# My recent viewing of Super 8 at THX theater...



## hearingspecialist (Mar 15, 2010)

We went to Paso Robles on Friday and visited the only THX Certified Theater in Central Coast Cali and here are my thoughts...

We sat 3/4's of the way back and I sat directly center of the row, it seemed the front height channels were super hot or maybe that's the way it is in a real theater not sure. I was really surprised that the steady state volume wasn't louder but what really blew me away was the dynamics of course. I have to admit it was really dynamic and really louder than expected. In fact, the volume difference between continuous and peak was really vast and I was really shocked at that. I was expecting a bit louder RMS and maybe not so crazy loud on the dynamics even though I was prepared for those loud peaks. I sensed and heard some distortion at times like running a lower freq through a horn loaded tweeter or high compression driver but over all it really sucked you into everything and is a whole different dimension in movie watching. Even my wife jumped a couple of times and enjoyed the dynamics.

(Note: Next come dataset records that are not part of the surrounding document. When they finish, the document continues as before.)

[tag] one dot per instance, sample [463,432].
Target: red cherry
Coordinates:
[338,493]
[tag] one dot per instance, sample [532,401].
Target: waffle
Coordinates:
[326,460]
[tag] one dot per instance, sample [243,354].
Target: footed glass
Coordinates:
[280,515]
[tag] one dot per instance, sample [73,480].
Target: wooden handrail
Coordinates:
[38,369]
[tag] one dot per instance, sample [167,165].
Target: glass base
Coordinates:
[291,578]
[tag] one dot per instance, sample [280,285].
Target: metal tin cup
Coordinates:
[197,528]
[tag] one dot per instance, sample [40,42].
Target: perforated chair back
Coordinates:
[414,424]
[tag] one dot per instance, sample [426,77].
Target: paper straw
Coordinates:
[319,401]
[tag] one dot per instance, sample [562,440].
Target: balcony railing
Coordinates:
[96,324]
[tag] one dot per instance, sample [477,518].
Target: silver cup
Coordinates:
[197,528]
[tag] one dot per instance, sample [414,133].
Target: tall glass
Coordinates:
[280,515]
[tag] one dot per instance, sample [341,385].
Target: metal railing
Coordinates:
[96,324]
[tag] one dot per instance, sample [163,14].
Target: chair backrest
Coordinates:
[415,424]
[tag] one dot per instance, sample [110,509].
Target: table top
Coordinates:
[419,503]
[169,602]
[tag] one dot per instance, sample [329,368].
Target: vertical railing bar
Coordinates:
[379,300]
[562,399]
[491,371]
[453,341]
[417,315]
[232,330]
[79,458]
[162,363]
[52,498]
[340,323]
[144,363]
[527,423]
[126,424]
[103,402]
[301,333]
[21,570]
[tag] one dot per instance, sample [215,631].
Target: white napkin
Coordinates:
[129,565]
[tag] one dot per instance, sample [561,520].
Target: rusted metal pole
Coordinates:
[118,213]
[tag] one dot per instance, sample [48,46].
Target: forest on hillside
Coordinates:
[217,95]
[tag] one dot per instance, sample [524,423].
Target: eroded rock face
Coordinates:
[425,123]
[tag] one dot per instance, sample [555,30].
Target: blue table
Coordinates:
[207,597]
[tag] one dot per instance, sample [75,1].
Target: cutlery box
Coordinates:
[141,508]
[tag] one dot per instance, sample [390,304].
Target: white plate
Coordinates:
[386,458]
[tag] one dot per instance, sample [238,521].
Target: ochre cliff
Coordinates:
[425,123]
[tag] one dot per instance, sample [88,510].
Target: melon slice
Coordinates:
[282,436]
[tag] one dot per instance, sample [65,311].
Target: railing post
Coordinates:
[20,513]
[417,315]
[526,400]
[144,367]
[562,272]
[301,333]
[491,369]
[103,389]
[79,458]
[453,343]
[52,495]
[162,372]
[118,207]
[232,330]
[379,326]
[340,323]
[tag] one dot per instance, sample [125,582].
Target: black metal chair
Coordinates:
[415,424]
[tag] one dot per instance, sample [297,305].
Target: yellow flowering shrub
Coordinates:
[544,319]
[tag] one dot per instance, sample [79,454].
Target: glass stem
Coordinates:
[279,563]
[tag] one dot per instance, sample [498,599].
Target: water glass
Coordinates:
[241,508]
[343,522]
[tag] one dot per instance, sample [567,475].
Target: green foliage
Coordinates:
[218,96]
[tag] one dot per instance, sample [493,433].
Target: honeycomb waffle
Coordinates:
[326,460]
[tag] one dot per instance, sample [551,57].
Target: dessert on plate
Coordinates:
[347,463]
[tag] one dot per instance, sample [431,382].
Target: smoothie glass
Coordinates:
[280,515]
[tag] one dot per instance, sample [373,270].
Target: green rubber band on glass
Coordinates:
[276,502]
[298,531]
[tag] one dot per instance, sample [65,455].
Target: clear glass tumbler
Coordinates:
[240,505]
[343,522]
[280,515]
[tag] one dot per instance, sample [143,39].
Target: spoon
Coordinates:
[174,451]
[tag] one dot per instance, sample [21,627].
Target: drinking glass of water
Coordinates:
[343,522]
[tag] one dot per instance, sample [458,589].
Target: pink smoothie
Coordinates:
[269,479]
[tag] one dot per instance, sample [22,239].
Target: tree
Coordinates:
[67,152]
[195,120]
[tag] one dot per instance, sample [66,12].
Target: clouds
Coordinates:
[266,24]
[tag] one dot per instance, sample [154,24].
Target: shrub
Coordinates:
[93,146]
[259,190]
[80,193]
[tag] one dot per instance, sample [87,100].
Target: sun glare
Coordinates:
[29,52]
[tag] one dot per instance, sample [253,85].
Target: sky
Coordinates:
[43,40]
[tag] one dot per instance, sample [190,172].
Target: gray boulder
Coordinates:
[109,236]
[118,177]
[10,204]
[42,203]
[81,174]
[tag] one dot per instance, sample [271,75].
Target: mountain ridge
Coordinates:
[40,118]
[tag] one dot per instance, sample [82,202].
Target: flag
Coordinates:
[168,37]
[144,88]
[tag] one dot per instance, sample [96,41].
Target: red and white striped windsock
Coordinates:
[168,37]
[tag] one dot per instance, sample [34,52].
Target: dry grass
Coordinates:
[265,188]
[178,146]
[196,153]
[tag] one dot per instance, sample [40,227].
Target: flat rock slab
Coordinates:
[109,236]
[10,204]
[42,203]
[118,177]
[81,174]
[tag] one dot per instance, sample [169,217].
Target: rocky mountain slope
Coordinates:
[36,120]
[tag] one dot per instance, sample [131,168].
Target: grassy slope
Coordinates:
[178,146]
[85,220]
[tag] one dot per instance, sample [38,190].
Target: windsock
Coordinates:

What are others thoughts or experiences? This is the only THX theater in the central part of California where I live which is still a couple hours drive from Bakersfield.


----------



## Guest (Jun 28, 2011)

When I was younger, I used to hunt down THX theathers. Saw the relrease of star wars in them. Saw broken arrow, eraser, and a few others. Really, I can just say, loud loud loud. I used to get a bit of a headache when I left. At the time of my picky theater choice, I think I might have actually liked SDDS a little better. It sounded good but didn't seem to be in a decibel race.

Now days, I don't drive out of my way to blow my ears off. I have a modern theater close by that has dobly 3d and the theaters have dolby digital and if I remember right, jbl speakers. In general, it sounds good enough for me, plus I don't feel like I get hearing damage when I go. I wouldn't be surprised if they could be rated at THX, just don't have the certification. Seems like THX theaters are turned up to the max, and I really don't care for it.


----------